Why Quality Gates Matter
In autonomous AI systems, code quality cannot be an afterthought. When an AI agent writes code without human review, the verification system becomes the most critical component of the entire architecture. Nevo solves this with an 8-stage quality pipeline — a chain of seven specialized AI agents that inspect every piece of work before it ships.

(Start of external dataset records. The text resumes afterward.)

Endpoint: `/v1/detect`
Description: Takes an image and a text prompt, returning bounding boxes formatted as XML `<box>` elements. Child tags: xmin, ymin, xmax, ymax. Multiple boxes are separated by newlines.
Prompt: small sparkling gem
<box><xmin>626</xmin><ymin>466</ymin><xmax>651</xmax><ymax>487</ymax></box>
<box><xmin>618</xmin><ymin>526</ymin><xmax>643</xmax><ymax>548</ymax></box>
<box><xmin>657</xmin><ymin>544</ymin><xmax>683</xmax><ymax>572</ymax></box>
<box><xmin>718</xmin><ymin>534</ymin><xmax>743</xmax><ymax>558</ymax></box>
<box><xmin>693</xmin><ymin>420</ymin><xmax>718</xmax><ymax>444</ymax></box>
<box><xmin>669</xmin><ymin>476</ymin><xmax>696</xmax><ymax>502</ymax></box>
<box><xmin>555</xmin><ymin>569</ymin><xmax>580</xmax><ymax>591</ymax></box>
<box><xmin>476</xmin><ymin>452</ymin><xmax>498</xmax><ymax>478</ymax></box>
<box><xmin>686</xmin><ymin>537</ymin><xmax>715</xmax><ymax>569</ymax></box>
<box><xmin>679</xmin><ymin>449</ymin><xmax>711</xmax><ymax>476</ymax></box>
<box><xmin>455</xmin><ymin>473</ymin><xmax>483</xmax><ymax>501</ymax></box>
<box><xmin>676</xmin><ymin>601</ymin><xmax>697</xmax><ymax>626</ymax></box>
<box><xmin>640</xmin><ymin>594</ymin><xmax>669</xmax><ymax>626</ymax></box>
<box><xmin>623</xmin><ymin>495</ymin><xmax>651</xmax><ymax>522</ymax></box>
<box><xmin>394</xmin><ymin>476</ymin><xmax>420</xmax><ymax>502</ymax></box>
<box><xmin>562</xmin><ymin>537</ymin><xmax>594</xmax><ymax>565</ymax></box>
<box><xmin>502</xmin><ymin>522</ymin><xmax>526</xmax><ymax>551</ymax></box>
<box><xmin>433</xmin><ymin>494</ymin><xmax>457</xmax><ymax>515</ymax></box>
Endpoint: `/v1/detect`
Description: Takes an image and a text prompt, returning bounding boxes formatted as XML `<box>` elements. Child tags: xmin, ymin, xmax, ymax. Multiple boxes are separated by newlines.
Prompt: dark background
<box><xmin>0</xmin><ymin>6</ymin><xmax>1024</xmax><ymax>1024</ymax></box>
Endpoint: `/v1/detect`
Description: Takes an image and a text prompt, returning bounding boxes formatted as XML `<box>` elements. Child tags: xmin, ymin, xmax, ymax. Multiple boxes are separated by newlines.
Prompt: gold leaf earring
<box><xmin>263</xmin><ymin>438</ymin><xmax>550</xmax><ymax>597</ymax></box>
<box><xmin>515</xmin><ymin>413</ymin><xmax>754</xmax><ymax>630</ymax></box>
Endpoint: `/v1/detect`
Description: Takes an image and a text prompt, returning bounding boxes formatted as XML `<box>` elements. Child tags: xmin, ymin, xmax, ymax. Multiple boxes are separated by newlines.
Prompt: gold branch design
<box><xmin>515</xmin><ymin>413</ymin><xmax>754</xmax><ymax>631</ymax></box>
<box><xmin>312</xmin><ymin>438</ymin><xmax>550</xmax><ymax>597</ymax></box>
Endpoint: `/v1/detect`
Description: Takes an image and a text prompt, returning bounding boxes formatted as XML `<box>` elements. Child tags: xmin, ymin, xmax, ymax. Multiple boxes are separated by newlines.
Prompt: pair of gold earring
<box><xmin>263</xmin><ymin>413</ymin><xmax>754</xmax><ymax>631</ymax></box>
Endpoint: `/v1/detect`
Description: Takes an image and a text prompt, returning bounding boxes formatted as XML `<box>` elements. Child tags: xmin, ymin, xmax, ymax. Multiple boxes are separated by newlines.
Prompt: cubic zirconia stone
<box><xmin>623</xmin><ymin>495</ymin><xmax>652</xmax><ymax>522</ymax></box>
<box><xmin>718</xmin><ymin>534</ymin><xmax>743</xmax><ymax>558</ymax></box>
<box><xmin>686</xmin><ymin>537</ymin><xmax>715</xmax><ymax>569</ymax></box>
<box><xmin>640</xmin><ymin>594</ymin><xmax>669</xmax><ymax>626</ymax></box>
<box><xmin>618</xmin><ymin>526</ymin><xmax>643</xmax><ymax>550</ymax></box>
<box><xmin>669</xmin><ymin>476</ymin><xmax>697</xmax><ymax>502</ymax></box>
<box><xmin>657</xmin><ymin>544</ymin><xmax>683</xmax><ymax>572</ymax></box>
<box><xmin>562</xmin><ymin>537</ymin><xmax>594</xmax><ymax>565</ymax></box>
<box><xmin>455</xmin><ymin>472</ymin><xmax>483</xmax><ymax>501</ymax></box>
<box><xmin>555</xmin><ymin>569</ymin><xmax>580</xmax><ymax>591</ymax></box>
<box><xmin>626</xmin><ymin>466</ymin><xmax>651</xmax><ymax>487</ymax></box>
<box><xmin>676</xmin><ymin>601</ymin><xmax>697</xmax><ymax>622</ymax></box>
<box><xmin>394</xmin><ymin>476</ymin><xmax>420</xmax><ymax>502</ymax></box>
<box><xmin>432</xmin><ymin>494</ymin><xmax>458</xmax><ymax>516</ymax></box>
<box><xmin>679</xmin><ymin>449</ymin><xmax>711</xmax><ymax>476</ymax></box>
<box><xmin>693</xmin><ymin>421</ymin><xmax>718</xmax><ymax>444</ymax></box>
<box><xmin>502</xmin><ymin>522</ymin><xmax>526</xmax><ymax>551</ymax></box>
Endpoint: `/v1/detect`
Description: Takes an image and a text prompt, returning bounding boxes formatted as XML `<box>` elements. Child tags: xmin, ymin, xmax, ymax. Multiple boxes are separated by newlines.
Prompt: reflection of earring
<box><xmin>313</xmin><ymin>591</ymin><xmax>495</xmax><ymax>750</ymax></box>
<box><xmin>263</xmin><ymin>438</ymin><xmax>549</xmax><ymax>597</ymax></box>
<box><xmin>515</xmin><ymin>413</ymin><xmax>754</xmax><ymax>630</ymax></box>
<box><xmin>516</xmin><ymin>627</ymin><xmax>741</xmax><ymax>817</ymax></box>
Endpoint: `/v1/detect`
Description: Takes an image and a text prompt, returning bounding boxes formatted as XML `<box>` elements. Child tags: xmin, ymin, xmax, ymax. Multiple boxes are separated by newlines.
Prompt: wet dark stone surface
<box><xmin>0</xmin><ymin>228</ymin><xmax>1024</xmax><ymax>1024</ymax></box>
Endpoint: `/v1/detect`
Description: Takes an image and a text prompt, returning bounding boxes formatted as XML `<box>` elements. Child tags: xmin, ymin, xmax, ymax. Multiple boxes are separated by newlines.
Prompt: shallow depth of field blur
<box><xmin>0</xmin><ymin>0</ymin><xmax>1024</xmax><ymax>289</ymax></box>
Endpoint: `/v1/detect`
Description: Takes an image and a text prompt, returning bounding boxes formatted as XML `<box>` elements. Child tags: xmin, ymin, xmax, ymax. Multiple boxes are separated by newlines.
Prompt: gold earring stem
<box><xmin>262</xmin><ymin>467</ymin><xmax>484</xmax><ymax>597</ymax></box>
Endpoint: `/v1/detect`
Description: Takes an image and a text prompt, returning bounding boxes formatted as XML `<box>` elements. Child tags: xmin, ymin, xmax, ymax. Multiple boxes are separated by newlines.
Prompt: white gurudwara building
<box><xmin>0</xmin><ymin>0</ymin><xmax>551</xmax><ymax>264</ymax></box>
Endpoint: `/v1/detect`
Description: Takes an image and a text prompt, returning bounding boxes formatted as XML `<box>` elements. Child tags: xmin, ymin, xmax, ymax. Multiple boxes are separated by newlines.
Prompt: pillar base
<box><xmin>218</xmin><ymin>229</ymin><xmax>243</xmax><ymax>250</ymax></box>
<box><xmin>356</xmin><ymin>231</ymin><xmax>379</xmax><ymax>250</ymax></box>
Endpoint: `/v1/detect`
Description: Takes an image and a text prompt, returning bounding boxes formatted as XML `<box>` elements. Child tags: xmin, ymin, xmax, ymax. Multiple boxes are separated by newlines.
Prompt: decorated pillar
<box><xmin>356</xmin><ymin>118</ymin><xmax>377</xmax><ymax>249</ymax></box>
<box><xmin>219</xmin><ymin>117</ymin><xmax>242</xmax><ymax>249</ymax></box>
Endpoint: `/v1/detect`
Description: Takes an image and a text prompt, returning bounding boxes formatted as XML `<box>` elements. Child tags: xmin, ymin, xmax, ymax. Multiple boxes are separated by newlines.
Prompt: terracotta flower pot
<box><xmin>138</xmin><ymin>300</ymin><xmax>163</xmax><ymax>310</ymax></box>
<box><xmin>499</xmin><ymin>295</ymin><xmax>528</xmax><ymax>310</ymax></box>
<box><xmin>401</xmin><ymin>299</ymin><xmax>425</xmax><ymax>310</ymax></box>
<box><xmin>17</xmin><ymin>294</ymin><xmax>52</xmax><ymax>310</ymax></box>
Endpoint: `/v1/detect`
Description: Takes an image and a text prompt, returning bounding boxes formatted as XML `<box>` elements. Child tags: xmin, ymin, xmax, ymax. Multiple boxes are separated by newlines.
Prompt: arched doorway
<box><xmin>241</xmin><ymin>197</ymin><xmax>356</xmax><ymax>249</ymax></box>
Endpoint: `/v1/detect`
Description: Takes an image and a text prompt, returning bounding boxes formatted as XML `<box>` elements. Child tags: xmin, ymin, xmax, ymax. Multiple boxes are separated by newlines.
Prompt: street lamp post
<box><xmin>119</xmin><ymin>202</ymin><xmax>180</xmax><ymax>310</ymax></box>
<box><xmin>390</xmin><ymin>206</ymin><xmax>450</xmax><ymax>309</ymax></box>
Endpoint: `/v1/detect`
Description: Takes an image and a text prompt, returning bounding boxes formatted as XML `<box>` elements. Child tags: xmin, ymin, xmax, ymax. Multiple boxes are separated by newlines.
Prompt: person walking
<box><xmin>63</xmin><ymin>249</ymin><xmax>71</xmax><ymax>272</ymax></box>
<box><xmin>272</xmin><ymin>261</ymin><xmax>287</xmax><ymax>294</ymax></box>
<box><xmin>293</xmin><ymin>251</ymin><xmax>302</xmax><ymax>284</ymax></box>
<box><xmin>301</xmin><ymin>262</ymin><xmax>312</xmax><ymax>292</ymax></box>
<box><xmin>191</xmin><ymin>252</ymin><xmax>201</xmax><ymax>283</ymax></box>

The pipeline runs automatically after every task completion. No manual trigger required. No way to skip it.
The 8 Stages
Stage 1: Write
The initial implementation. A subagent receives a story from the PRD framework with clear acceptance criteria and writes the code. This is where the work begins — but far from where it ends.
Stage 2: Typecheck
A Haiku-tier agent runs the type checker (TypeScript's tsc --noEmit or equivalent). Fast, cheap, catches type errors immediately. If types don't pass, the code goes back for correction before anything else runs.
Stage 3: Test
A Sonnet-tier agent runs the test suite. If tests are missing for new code, this agent writes them first. Test failures block progression — no exceptions.
Stage 4: Lint
A Haiku-tier agent runs the linter. Style violations, unused imports, formatting issues — all caught here. Fast and deterministic.
Stage 5: Critique
This is where it gets interesting. An Opus-tier agent — the most capable model — reviews the code against the Karpathy rubric: simplicity, surgical changes, goal-driven execution. This isn't just checking for bugs. It evaluates whether the code is good — readable, maintainable, well-architected.
Stage 6: Refine
Issues from the critique are addressed. The implementing agent fixes what the critic found. This creates a feedback loop: write → critique → fix → re-critique. Up to 3 iterations.
Stage 7: Escalate
If 3 iterations of critique-and-fix haven't resolved all issues, the escalation chain activates. Two fresh agents enter:
- Code Researcher (Sonnet) — researches current best practices for the patterns in question
- Fresh Reviewer (Opus) — reviews the code with zero iteration bias, seeing it for the first time
Fresh eyes catch what fatigued ones miss.
Stage 8: Arbiter
The Quality Arbiter (Opus) makes the final call: APPROVE or DENY. It synthesizes the critic's findings, the researcher's recommendations, and the fresh reviewer's assessment. If approved, it may include cherry-picked guidance for minor improvements. If denied, the code meets the quality bar as-is — the remaining suggestions are cosmetic, not substantive.
Model Routing: The Right Brain for the Job
Not every stage needs the most powerful model. Nevo routes each stage to the optimal tier:
| Stage | Model Tier | Why |
|---|---|---|
| Typecheck | Haiku | Deterministic, fast, binary pass/fail |
| Test | Sonnet | Needs to understand code intent, write missing tests |
| Lint | Haiku | Rule-based, fast |
| Critique | Opus | Requires deep architectural judgment |
| Fresh Review | Opus | Needs unbiased, expert-level assessment |
| Arbiter | Opus | Final judgment requires highest reasoning |
This routing saves tokens without sacrificing quality. Simple checks go to fast, cheap models. Complex judgment goes to the best.
The Key Insight
The quality pipeline isn't a feature you enable — it's a structural guarantee. Every task triggers it. Every piece of code passes through it. The pipeline evaluates only code quality — it never adds features or expands scope. It is the immune system of the codebase.
And when the pipeline catches a novel error pattern? That feeds into the error-to-rule pipeline, generating a permanent preventive rule. The system doesn't just catch problems — it evolves to prevent them.